The following method is quite simple, but requires finding 1 vector length (you can cache it for multiple checks)

1. Calc vector AB = B - A

2. Calc AB length - it will be the width of the rectangle

3. If AB_length < TOLERANCE (tolerance is a small value, for example, TOLERANCE = 0.00000001) then the rectangle has zero width, therefore the point cannot lie in the rectangle

4. Normalize AB: AB_normalized = AB / AB_length

5. Calculate axis projections

   Calc AB projection:

   AB_proj = dot product(AB_normalized, C - A)

   Calc AB orthogonal projection (denoted "CD" in your picture):

   AB_orthogonal = (-AB.y, AB.x)

   AB_orthogonal_proj = dot product(AB_orthogonal, C - A)

6. If (0 <= AB_proj <= AB_length) and (ABS(AB_orthogonal_proj) <= AB_height / 2), then the point lies in the rectangle, doesn t lie otherwise

The dot product is your trusty friend for problems like this. That and a bit of Pythagoras should give you everything you need to answer two questions:

1. Is the projection of AC onto AB within AB?
2. Is |DC| < height/2?

Work in square distances rather than doing square roots, and don t bother calculating the angle.

The idea with the acute triangle ABC does not work. E.g. it the point C is directly besides the line AB the angle at C will become almost 180°. On the other hand the angle at B might be very small if the rectangle s height is fairly small but C does then lie outside the rectangle.

Nevertheless your other approach is one basic way to implements this.

The point D is somewhere on the line through A and B, thus

D = A + t * (B-A)

(captial letters stand for vectors in space, small letters for numbers). At the same time the connection from D to C is perpendicular to the connection A to B and thus

(C-D) . (B-A) == 0

i.e. the dot product of the two difference vectors is zero. Putting both together yields

(C-A-t*(B-A)) . (B-A) = (C-A) . (B-A) - t * (B-A) . (B-A) == 0

or when solved for t:

t = (C-A).(B-A) / (B-A).(B-A)

(or in other words the relative length of the projection of the vector AC onto the line AB).

The point D is within the rectangle if 0 <= t <= 1, and thus this is your first condition.

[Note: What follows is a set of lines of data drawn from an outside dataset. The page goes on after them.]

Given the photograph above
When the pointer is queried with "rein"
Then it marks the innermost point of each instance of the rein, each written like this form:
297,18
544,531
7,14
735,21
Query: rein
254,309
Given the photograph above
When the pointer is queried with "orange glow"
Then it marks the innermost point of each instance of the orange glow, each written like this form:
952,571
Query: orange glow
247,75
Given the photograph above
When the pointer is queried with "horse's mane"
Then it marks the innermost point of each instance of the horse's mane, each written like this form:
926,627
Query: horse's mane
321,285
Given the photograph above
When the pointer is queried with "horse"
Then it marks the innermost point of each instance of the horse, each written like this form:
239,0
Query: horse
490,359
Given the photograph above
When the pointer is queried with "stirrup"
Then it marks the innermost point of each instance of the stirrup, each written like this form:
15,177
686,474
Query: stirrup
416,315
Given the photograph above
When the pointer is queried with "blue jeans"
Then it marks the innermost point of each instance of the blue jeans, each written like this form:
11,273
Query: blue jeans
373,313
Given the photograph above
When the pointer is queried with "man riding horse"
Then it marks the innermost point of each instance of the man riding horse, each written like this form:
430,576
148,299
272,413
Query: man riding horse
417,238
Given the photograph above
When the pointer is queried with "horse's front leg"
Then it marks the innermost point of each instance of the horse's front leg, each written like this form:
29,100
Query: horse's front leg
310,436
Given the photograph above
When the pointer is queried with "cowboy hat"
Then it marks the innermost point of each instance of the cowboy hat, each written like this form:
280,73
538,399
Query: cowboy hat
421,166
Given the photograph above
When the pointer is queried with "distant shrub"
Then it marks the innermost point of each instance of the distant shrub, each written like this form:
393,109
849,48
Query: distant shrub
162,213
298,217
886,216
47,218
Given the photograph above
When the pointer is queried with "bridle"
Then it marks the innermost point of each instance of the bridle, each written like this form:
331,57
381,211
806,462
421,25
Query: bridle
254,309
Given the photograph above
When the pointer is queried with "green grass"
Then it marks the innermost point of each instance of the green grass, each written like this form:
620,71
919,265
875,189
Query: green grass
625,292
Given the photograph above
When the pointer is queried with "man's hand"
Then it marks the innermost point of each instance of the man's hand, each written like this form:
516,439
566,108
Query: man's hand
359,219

Afterwards you can calulate the distance of C to D (just insert t into the very first eqn to get D) and compare this to h/2, i.e. the last condition then is

(C-D).(C-D) <= (h/2)^2

The square is the intersection of 4 half-spaces. Each half-space is derived from one side of the rectangle using the two-point line formula. Depending on the particulars of your problem, perhaps you can check side-by-side, possibly trivially rejecting at each step.

Is this faster than projection? I guess that depends on the probability that you ll trivially reject after your first step!